Casilda nodded to the void beyond the brick half-wall. Smartie felt the chill of the altitude like a blade down the back of the silk night slip.
“Anyway, I’m still finessing the material about the dog,” said Casilda. “Fact is, you can stack a manuscript with as many human corpses as you like, but kill a dog? No.”
“You’ll get e-mail,” Smartie nodded. “Casilda, please. Let’s just go in and forget this happened. You won’t get away with this. Shep’s going to be here any moment.”

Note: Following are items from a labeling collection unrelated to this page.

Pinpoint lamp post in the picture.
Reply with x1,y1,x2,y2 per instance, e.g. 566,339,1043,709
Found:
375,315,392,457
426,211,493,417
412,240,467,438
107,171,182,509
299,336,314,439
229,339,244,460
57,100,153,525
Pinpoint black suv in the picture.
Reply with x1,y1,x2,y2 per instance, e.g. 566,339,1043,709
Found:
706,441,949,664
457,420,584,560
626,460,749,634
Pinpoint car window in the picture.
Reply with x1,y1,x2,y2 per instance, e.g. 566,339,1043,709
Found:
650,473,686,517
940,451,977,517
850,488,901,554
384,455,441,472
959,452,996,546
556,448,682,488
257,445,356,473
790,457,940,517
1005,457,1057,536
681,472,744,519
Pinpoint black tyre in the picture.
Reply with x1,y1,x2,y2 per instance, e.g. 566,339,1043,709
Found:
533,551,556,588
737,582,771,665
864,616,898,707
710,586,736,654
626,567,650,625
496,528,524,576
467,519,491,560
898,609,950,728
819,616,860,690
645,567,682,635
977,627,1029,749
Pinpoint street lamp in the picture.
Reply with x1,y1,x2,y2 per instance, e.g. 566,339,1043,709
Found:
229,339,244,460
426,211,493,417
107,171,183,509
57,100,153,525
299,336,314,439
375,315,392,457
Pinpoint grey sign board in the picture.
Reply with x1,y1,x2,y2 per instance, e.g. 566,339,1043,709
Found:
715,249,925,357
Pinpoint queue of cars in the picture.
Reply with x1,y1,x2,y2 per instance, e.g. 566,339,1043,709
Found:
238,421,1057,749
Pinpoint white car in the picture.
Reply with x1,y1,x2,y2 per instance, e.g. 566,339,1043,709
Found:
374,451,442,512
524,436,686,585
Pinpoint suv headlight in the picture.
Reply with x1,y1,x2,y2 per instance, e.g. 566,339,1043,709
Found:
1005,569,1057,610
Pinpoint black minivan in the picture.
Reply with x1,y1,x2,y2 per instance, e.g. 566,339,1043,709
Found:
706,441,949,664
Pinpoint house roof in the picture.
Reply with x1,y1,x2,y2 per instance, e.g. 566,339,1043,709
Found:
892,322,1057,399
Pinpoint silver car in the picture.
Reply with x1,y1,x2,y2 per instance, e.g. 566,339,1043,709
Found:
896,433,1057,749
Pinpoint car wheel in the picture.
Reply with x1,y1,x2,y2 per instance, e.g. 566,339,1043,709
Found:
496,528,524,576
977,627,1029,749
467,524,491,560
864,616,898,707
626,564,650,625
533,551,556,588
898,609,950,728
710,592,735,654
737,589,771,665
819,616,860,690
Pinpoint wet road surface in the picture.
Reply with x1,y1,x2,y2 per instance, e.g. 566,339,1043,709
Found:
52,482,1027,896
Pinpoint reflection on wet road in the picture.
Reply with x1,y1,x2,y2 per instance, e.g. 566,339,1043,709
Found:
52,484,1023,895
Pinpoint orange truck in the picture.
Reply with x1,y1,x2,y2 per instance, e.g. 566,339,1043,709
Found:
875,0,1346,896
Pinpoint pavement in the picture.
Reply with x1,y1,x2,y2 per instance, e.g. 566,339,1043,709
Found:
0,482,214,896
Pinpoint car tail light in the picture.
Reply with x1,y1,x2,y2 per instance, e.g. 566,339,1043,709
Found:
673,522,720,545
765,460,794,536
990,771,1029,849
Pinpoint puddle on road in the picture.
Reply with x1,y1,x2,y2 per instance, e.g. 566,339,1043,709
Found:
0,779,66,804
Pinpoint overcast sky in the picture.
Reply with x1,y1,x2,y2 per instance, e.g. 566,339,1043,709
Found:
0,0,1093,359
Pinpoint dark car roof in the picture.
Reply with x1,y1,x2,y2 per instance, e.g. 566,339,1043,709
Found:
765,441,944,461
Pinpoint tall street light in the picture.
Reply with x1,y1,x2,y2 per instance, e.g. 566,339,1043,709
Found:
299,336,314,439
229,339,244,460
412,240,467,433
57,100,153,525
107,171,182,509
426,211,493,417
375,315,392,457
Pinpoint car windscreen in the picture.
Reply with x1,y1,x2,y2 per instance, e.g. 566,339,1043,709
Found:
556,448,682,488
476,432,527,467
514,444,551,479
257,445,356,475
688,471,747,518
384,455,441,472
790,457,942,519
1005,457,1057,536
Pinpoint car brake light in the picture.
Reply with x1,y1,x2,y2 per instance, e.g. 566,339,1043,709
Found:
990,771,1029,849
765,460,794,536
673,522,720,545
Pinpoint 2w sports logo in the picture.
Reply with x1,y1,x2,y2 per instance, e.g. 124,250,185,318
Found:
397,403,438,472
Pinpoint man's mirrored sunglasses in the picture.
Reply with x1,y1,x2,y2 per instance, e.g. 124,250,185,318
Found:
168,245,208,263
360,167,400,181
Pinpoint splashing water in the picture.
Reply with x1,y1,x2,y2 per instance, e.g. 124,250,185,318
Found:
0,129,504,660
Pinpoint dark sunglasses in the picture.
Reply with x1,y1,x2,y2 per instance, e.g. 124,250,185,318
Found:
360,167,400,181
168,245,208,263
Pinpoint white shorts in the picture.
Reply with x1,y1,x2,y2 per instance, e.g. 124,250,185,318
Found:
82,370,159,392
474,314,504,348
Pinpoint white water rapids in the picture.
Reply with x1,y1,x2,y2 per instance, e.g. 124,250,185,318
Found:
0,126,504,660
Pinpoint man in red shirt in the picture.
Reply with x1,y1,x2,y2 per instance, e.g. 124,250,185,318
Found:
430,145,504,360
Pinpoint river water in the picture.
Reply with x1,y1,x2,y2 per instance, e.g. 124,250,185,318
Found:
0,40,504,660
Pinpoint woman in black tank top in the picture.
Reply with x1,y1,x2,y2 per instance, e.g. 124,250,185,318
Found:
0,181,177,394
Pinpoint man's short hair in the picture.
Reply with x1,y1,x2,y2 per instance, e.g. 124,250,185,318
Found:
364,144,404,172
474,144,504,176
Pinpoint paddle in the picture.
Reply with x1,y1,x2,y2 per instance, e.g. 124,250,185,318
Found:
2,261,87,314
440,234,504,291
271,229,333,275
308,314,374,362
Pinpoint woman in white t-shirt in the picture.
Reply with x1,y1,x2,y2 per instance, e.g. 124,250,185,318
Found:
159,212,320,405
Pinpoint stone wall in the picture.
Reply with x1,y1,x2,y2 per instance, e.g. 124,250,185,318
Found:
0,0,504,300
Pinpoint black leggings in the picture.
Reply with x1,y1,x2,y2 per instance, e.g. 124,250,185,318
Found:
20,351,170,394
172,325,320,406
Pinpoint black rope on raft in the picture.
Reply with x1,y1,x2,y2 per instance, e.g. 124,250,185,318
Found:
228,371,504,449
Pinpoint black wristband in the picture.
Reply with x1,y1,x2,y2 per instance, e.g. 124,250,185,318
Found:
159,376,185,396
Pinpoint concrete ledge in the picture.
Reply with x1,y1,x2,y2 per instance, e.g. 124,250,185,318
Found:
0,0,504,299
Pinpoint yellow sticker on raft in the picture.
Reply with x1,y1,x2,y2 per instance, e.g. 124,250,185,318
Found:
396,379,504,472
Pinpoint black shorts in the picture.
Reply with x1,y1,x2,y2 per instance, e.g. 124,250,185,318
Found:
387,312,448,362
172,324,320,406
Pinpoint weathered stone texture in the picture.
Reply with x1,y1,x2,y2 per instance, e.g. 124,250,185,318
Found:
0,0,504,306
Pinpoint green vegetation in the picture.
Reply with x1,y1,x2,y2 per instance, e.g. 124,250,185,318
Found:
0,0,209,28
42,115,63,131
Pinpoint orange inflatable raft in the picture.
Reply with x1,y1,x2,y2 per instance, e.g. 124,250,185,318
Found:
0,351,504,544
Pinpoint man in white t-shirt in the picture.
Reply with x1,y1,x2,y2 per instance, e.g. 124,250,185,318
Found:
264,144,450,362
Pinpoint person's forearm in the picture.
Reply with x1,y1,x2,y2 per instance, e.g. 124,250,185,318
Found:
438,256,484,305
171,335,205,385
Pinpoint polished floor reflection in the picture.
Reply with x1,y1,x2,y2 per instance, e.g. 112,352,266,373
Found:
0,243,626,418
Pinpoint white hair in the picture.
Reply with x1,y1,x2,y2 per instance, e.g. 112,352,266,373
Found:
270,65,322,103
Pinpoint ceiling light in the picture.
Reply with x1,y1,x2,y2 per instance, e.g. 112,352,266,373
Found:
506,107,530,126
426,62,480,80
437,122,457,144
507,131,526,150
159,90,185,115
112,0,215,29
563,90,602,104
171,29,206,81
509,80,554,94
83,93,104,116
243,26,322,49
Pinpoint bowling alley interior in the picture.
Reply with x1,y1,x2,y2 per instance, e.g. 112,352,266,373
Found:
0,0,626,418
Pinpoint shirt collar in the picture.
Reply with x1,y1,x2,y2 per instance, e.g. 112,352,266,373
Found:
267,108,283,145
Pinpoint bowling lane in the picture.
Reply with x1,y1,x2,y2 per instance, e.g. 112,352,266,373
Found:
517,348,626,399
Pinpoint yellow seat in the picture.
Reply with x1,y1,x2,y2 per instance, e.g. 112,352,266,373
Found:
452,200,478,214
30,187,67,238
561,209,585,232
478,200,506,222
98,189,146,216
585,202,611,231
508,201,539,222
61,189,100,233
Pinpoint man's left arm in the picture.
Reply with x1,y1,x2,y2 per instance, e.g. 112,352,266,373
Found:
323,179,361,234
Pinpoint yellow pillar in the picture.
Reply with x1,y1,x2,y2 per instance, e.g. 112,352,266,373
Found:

“I’ll tell him you said goodbye.”
“The gun’s going to make noise. And leave evidence,” said Smartie. “You’ll have powder residue on your hands.”
“The gun is a last resort. That’s what I gained from the experience with the dog. Instead of making me feel more confident, it left me without a doubt that the last thing I want to do is shoot a human being, particularly a colleague, a friend, in many respects. When we were chatting earlier, I thought, of course! The balcony is perfect. Much easier for all concerned. I had to bump up my timetable a bit, but it’s really solving more problems than it creates—as a good plot twist must.”
Casilda hefted the table aside, positioning it so that one leg blocked the track and kept the sliding door in place.
“I got a wealth of material from your computer,” she said. “All those years of e-mail between you and Fritz. Even in the raw, it’s so well written. Hilarious. Poignant. Shows your fantastically borderline personality. And it lends the blessing of Fritz Goodman, who will have to acknowledge that the e-mail is authentic. A perfect counterpoint to those touching letters you wrote to Herrick over the years.”
“I never wrote to Herrick.”
“No, those are my handiwork. And they’re good, Smartie. I wish you could see what I’ve accomplished. Best ghostwriting I’ve ever done. It’s your voice to a pinprick. It’ll leave no doubt in anyone’s mind that Herrick is the creative genius behind every bestseller you supposedly wrote. Including this one.”
Casilda handed her the bundled manuscript, and Smartie stared at the title page.